Хоть жжет напев уста тебе – забудь,
 
 
что ты запел. Проходит все на свете.
Для песни только бог один – начало.
Она – молитва. И порыв. И ветер.
 
(А. Карельский)
V
 
Не воздвигай надгробья. Только роза
да славит каждый год его опять.
Да, он – Орфей. Его метаморфоза
жива в природе. И не надо знать
 
 
иных имен. Восславим постоянство.
Певца зовут Орфеем. В свой черед
и он умрет, но алое убранство
осенней розы он переживет.
 
 
О, знали б вы, как безысходна смерть!
Орфею страшно уходить из мира.
Но слово превзошло земную твердь.
 
 
Он – в той стране, куда заказан путь.
Ему не бременит ладони лира.
Он поспешил все путы разомкнуть.
 
(Г. Ратгауз)
VII
 
Да, чтобы славить! Он призван восславить,
гимном восстать из молчанья камней.
Сердцем своим преходящим заставить
соки в божественном вспыхнуть вине.
 
 
Страшен ли тлен ему, бури ли грозны,
если вселится в него божество?
Все станет лозой, все станет гроздью
под ослепительным солнцем его.
 
 
Что ему прах королей, что почили
в склепах, давно плесневеющих, или
непостоянство ревнивых богов?
 
 
Вот он стоит, неумолкнувший вестник,
прямо в воротах у мертвых и песни
им протянул, как пригоршни плодов.
 
(А. Карельский)
VIII
 
Только тем устам, что могут славить,
сетовать пристало.
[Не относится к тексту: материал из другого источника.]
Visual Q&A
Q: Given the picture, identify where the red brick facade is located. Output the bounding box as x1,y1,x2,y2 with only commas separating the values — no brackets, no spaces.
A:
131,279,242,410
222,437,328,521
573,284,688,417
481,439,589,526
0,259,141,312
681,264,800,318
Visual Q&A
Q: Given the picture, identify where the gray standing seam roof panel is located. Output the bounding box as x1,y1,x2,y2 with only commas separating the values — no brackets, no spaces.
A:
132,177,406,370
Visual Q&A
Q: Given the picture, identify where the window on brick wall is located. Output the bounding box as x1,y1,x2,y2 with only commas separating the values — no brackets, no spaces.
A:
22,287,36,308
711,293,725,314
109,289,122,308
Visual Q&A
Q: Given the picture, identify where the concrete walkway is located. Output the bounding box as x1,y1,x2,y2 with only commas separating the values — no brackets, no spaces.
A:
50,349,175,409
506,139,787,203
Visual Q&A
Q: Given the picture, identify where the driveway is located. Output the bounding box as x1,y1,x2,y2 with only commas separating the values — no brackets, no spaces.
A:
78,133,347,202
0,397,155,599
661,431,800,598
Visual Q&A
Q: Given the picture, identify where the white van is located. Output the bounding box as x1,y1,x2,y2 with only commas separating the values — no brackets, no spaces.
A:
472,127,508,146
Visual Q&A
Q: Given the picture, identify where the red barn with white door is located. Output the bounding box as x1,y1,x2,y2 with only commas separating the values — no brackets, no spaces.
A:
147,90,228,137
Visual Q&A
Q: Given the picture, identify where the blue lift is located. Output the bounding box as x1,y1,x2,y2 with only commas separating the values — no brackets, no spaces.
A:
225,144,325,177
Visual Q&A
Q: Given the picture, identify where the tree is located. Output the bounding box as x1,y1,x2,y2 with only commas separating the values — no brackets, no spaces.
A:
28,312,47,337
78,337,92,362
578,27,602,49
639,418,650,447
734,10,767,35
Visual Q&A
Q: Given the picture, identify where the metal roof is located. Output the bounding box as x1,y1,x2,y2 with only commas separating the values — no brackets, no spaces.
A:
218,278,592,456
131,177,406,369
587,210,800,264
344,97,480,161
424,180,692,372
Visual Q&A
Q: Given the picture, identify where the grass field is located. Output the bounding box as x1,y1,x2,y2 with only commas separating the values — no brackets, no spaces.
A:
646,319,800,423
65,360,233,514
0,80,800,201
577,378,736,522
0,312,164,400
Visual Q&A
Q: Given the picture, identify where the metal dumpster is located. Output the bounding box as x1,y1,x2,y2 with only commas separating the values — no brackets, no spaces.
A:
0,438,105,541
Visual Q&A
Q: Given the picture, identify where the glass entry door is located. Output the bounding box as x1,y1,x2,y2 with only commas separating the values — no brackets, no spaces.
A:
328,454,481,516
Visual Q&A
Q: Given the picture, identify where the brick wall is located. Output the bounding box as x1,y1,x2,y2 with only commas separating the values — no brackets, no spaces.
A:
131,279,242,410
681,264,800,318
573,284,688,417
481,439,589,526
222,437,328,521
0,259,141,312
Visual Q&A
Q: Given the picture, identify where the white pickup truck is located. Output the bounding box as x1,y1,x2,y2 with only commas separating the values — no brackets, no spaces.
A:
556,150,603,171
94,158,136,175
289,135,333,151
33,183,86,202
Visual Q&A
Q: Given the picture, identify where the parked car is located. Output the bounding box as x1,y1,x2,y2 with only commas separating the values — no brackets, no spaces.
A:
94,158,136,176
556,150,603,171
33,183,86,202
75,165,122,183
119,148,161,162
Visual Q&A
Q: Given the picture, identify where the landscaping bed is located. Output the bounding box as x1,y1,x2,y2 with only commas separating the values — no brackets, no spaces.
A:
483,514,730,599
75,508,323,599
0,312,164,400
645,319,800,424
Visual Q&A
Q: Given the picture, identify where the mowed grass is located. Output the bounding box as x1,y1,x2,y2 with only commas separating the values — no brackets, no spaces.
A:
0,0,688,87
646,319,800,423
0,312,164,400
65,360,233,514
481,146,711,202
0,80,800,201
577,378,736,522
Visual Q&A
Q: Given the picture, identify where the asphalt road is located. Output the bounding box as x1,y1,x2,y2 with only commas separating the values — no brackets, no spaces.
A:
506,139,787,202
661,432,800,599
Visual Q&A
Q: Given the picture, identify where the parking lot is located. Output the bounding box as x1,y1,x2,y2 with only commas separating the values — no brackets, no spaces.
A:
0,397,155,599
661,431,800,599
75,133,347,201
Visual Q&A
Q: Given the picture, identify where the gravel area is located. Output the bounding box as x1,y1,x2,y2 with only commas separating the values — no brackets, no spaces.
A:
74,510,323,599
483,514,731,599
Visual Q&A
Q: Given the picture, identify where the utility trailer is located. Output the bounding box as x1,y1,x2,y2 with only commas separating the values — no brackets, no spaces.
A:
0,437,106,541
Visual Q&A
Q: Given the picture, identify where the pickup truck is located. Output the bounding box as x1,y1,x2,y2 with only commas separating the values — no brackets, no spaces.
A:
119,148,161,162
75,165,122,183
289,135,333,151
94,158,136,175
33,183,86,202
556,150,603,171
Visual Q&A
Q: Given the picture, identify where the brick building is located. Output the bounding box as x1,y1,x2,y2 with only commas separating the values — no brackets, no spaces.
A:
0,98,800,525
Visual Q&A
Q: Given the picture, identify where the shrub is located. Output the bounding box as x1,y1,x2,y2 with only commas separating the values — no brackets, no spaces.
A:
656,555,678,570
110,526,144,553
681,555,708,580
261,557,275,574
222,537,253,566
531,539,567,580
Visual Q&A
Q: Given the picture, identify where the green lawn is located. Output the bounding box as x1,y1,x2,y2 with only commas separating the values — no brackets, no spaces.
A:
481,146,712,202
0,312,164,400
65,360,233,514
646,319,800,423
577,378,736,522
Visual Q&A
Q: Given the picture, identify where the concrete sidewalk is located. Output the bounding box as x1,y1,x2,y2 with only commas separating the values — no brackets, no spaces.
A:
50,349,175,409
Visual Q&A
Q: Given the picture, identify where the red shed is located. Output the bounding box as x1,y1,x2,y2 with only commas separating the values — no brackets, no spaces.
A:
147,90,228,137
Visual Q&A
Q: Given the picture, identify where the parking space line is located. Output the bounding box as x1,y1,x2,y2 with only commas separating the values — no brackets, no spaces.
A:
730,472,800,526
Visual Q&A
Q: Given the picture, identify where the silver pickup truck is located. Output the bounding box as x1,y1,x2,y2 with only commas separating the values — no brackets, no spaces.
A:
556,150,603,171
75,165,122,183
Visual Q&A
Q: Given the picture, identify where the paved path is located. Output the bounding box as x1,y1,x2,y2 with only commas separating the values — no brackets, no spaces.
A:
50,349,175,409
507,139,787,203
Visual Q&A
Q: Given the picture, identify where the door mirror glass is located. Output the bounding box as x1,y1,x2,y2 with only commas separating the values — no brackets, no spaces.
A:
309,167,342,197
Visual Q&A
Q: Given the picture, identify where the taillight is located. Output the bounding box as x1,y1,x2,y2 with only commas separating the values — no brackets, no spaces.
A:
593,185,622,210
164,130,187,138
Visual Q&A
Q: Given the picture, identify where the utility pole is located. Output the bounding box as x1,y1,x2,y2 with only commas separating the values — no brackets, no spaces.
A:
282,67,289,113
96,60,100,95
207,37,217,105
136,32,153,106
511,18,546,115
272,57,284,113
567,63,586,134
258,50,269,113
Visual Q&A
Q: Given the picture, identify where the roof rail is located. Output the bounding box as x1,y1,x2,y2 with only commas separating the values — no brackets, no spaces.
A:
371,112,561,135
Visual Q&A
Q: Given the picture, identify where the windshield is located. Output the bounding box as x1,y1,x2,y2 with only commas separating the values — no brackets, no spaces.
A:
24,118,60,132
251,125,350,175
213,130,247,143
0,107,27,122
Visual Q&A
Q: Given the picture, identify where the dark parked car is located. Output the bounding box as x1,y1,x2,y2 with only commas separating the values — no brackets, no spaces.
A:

Лишь тогда
жалоба остаться с нами вправе
и следить, чтоб каждая беда
 
 
сохраняла ясность у подножья
скал, на чьих вершинах – алтари…
Как она сестер своих моложе —
ты на плечи только посмотри!
 
 
Радость – знает, Скорбь во всем винится,
только Жалоба, как ученица,
повторяет наизусть утраты.
 
 
А потом, очнувшись вдруг от дум,
голос наш поднимет виновато
и протянет небу, как звезду.
 
(А. Карельский)
IX
 
С лирою звучной во мглу
шедший, спокоен,
вечности светлой хвалу
воздать достоин.
 
 
С мертвыми ведавший вкус
летейского мака,
шепот постигнувший муз,
тайну их знака…
 
 
Пусть отраженье мелькнет
и зыблется в призме.
Образ храни и воспрянь.
 
 
Там, где кончается грань
смерти и жизни,
голос блаженный поет.
 
(Г. Ратгауз)
XIX
 
Облики мира, как облака,
тихо уплыли.
Все, что вершится, уводит века
в древние были.
 
 
Но над теченьем и сменой начал
громче и шире
нам изначальный напев твой звучал,
бога игра на лире.
 
 
Тайна любви велика,
боль неподвластна нам,
и смерть, как далекий храм,
 
 
для всех заповедна.
Но песня – легка и летит сквозь века
светло и победно.
 
(Г. Ратгауз)
XX
 
Преподал тварям ты слух в тишине.
Господь, прими же в дар от меня
воспоминание о весне.
Вечер в России. Топот коня.
 
 
Скакал жеребец в ночную тьму,
волоча за собою кол.
К себе – на луга, во тьму – одному!
Ветер гриву ему расплел,
 
 
к разгоряченной шее приник,
врастая в этот галоп.
Как бился в конских жилах родник!
 
 
Даль – прямо в лоб!
Он пел и он слушал. Сказаний твоих
круг в немзамкнулся.
                          Мой дар – мой стих.
 
(В. Микушевич)
XXV
 
Но о тебе, хочу, о той, которую знал я
словно чужой, с неизвестным названьем цветок,
раз еще вспомнить, чтоб знали, что им показал я
ту, без которой ни петь я, ни плакать не мог.
 
 
Было сначала как танец: замерло робкое тело,
словно замешкалась в мраморе юность твоя.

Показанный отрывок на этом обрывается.